# Welcome to the TalkedAbout musicians area



## Eric

A little background, at one time several of us participated at a guitar forum called Guitars101.com, and though it still exists participation has dropped under new ownership. Many of those members still gather on FB groups, so we're sending invites to this new section here at TA.

We welcome anyone into music in any fashion, sharing of music and collaboration are encouraged. FB groups are okay for discussion but not very good for this type of thing.

Here's what we can expect to share and collaborate on in the forum format:

Uploading of your own personal MP3 files
Uploading backing tracks
Sharing patches for all Line 6 products, etc.
Collaborate on songs with other members
Seeking/sharing vocals
Open jams
If enough people are interested we can bring back guigar battles

The one and only Podgod will be joining up and helping out as well. As always, we'll see how things go for a while with these new forums and hopefully grow the section.

Welcome all!


----------



## Renzatic

What happened to my post? :O


----------



## Eric

Renzatic said:


> What happened to my post? :O



I can assure you I didn't touch it   I'll go look at the log.

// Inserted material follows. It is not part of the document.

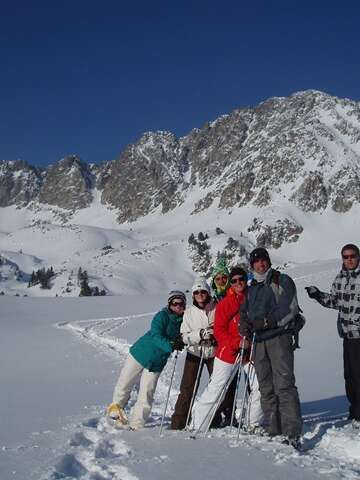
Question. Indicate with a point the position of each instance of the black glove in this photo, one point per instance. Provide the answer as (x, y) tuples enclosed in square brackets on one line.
[(178, 343), (206, 333), (245, 328), (313, 292), (210, 342), (259, 324)]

Edit: It's still there in the other forum








						My music
					

It goes like this: bow chikka chikka bow bow chikka chikka bow bow wooooooooo




					talkedabout.com


----------



## Chew Toy McCoy

Sweet!!  This might be the motivation I need to get back into writing and producing music instead of watching other people do it.


----------



## Chew Toy McCoy

Also, there is kind of a full circle irony to this new forum that I just saw has sub sections (again, sweet!).  I first started my venture into political discussions on a music software developer forum.  Much like MR they probably thought it would be a good idea to let their users discuss things outside their software and music.  Much like MR it was a very active forum and went down in flames for reasons you are correct to assume.  So it's great to see this new forum appear here to discuss music and give me a little more balance.    I haven't been to that music forum in years because you can only talk about the differences between the 200 available vintage compressor emulations for so long.


----------



## Eric

Chew Toy McCoy said:


> Also, there is kind of a full circle irony to this new forum that I just saw has sub sections (again, sweet!).  I first started my venture into political discussions on a music software developer forum.  Much like MR they probably thought it would be a good idea to let their users discuss things outside their software and music.  Much like MR it was a very active forum and went down in flames for reasons you are correct to assume.  So it's great to see this new forum appear here to discuss music and give me a little more balance.    I haven't been to that music forum in years because you can only talk about the differences between the 200 available vintage compressor emulations for so long.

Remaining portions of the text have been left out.